This ad appeared 75 years ago today in Radio Guide magazine, April 26, 1941. I suspect a lot of boys drooled over the prospect of having a radio on their bike. For details on how to “win” one “free,” they were to write to the Boy Sales Manager of the magazine. Undoubtedly, they would be told how many subscriptions they would need to sell to win the radio. I suspect they would have to sell quite a few. The magazine had a single issue price of ten cents, and an annual subscription was $4. The radio itself appears to be the Motorola model B-150, with a retail price of $19.95.
The radio was probably a fairly good performer, being a three-tube superhet. Its tube lineup consisted of a 1A7GT, 3A8GT, and 1Q5GT, and had a 4 inch speaker. More information is available at RadioMuseum.org.
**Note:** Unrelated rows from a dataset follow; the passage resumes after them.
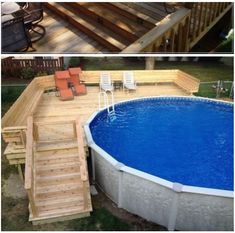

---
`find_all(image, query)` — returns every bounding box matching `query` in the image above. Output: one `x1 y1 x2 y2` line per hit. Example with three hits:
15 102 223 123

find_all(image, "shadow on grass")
2 197 131 231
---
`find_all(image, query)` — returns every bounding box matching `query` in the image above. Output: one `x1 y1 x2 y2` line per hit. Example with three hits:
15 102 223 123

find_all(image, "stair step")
36 204 92 217
35 147 78 161
46 2 127 52
36 172 81 187
36 155 79 168
36 166 80 177
72 2 144 38
100 2 157 29
36 158 80 169
35 181 83 196
36 186 82 200
36 195 83 212
35 188 82 203
36 140 77 152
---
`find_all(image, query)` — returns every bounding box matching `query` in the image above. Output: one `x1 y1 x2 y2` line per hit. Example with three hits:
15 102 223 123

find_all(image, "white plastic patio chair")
100 73 114 91
123 71 137 90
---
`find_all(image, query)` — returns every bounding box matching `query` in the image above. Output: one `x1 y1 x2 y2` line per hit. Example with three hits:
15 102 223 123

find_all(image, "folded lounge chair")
100 73 113 91
55 71 74 100
123 71 137 90
69 67 87 95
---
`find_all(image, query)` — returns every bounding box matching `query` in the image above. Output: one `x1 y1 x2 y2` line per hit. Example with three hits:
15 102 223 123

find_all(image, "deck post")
167 183 183 231
115 163 124 208
17 164 24 182
91 149 95 184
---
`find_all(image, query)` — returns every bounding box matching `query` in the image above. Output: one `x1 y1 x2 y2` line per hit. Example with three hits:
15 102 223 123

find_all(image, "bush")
20 67 36 79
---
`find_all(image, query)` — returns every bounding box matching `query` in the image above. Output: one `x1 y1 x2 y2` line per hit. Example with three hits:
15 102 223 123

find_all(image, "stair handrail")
24 116 38 217
121 8 191 53
75 118 88 209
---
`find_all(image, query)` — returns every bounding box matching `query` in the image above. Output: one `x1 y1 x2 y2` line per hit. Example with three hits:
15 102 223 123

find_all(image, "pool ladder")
99 91 115 115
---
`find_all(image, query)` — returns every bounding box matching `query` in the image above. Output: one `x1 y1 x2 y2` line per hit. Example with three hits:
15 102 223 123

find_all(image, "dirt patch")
92 186 167 231
2 174 27 199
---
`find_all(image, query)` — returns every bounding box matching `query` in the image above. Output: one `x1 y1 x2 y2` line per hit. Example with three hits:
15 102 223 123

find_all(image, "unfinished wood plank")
70 2 140 43
24 116 33 189
46 3 125 52
122 9 190 53
100 2 154 29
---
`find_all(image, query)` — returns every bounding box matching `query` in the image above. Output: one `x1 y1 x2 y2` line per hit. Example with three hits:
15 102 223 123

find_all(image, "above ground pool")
90 98 233 190
85 97 234 230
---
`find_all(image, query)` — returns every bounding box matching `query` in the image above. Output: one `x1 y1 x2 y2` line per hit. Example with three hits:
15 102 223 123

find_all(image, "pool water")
90 98 233 190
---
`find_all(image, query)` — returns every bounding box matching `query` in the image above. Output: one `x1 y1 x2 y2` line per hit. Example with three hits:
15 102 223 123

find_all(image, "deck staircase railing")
122 8 191 53
186 2 232 48
25 116 89 218
75 118 88 209
24 116 38 217
122 2 233 53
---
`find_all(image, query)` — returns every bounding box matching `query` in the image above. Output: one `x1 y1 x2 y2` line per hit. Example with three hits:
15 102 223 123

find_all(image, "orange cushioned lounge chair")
55 71 74 100
69 67 87 95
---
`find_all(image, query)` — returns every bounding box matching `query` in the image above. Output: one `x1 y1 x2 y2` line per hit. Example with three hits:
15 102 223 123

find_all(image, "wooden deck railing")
76 118 88 209
188 2 233 49
2 57 64 77
24 116 38 217
122 8 190 53
122 2 233 53
2 126 27 148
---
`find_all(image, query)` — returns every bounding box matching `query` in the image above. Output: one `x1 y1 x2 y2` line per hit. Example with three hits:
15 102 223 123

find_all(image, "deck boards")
33 9 108 53
34 83 187 127
33 2 175 53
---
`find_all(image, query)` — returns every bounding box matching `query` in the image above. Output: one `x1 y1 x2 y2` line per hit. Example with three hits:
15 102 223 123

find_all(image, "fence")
196 80 234 99
2 57 64 77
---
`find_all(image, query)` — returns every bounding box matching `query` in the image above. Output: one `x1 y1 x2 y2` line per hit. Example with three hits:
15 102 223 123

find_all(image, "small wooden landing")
29 139 92 224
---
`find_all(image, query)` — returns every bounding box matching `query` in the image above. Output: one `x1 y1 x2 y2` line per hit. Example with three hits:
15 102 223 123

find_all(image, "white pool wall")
84 97 234 231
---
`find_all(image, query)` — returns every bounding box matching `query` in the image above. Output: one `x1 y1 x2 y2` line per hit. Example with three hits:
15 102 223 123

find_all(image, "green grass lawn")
1 58 233 231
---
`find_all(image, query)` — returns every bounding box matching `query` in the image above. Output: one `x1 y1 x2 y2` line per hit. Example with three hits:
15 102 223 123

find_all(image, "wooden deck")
33 9 108 53
28 2 233 53
2 70 199 224
34 2 176 53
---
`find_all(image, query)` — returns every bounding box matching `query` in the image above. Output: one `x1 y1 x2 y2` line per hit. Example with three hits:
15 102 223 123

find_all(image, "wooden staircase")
25 117 92 224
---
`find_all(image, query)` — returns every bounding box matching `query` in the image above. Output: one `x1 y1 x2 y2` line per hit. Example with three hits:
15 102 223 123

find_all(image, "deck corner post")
91 149 95 184
167 183 183 231
118 170 123 208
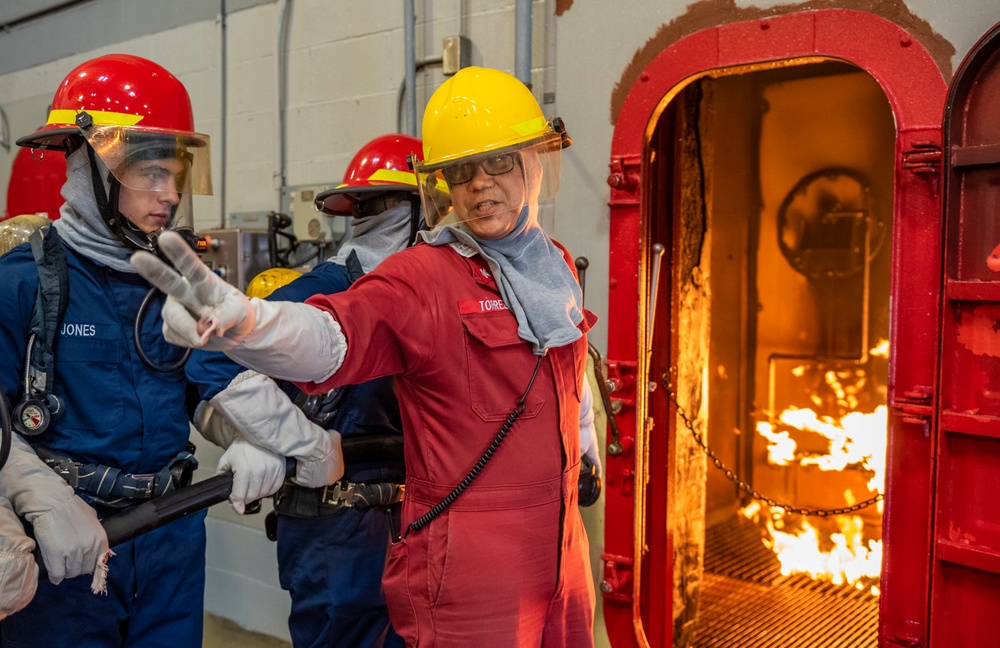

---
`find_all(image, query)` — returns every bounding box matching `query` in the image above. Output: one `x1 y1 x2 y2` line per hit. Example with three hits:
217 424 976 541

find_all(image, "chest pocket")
55 335 125 431
462 311 546 421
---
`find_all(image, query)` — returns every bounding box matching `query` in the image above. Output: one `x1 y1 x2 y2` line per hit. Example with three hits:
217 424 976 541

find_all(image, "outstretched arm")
131 231 346 382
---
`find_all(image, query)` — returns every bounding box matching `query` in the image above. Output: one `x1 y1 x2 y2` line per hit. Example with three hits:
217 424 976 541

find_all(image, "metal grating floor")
691 519 878 648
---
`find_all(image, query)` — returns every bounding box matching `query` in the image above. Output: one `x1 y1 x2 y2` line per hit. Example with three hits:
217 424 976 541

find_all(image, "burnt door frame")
930 23 1000 647
601 9 947 648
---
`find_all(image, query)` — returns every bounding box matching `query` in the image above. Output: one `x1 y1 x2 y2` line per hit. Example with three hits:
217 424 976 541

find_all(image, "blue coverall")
186 262 405 648
0 237 205 648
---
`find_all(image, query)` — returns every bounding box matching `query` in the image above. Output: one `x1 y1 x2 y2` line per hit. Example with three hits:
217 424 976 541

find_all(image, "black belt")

The set was powered by a combination A-B battery from Ray-O-Vac, which mounted on the frame of the bicycle. It also featured a whip antenna. One novel feature of the set is that it had permeability tuning, meaning that the tuning knob adjusted the slug of an inductor, rather than moving a variable capacitor.
You can see a surviving example of the set at OldBike.eu. Update: Greg Farmer sent a link to a nice example of the radio at this link. The radio, along with a bike of the same vintage, was on display at the Pavek Museum of Broadcasting in St. Louis Park, MN.